NOT SO NEW, BUT NOTABLE
|Figure 11a. Portrait kit lighting effect.||Figure 11b. PhotoMed’s “Quick & Easy” Portrait Package.|
The PhotoMed “Quick & Easy” Portrait Package, although mentioned in last year’s photo update article, is worth mentioning again just in case you missed it. This 3-piece ensemble (if purchased as a package) includes a custom flash diffuser for softer facial lighting, a unique nonreflective black background, as well as a collapsible silver/white 22-inch reflector. To make a long story short, your patient portraits will bear a professional look owing to the absence of flash hot spots on your patient’s faces and a non-distracting background. Let’s face it, lighting is everything when it comes to photographing people’s faces. Most appealing about this kit, developed by Drs. James Dunn and Richard Young, is that the set-up takes no additional office space and the diffuser may work with a flash that you already own (Figures 11a and 11b). For more details, go to photomed.net.
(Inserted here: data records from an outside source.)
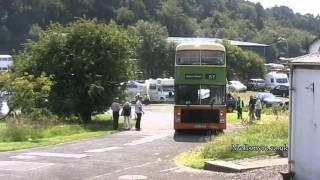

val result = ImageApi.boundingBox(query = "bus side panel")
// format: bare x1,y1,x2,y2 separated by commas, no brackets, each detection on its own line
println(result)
175,66,227,85
174,106,226,130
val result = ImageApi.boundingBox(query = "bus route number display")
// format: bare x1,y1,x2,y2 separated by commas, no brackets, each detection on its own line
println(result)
185,74,202,79
206,74,216,80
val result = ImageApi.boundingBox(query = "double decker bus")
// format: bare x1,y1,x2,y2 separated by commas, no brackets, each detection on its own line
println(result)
174,42,227,131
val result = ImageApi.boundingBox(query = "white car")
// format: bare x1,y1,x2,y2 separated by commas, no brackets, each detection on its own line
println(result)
228,81,247,92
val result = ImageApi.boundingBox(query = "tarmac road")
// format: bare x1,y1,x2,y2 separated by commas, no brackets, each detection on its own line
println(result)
0,105,230,180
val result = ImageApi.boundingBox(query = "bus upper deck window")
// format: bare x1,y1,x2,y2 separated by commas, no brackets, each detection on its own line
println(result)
177,50,200,65
201,50,225,65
ARE ALL DENTAL MIRRORS ALIKE?
|Figure 12. Doctorseyes occlusal mirror.|
Well, yes and no! Quite accidentally I was acquainted with Doctorseyes Ultrabright mirrors (doctorseyes.com). I liked them for 3 reasons. They have a built-in handle with a removable silicone grip and are anatomically shaped to help capture those tough areas, such as the upper second molars. Best of all, they seem to be considerably brighter than the average mirror. Yes, they cost twice as much as the more commonly encountered mirrors (around $80), but once you use one, you will understand why (Figure 12). For more information about them, visit the Doctorseyes Web site. To obtain Ultra-bright mirrors in the United States, contact J.L. Blosser at (800) 200-3594 or (816) 781-3206. The No. 13 occlusal mirror is highly recommended.
As you can see, purchasing a digital photo system is only just a start. As your skill and knowledge grow, you will seek and find new uses for digital photography and new gadgets to help you accomplish them. You will also note that there are many portals to beginning the process. If you start small, and it takes hold, don’t hesitate to avail yourself of higher-end equipment and accessories. Such investments will provide both monetary and professional return with increased satisfaction. Improved images will not only enhance your patient communication skills, but also lend greater personal conviction to the restorative process. There’s no time like the present. Get going!
Disclosure: Dr. Goldstein is an international consultant for PhotoMed.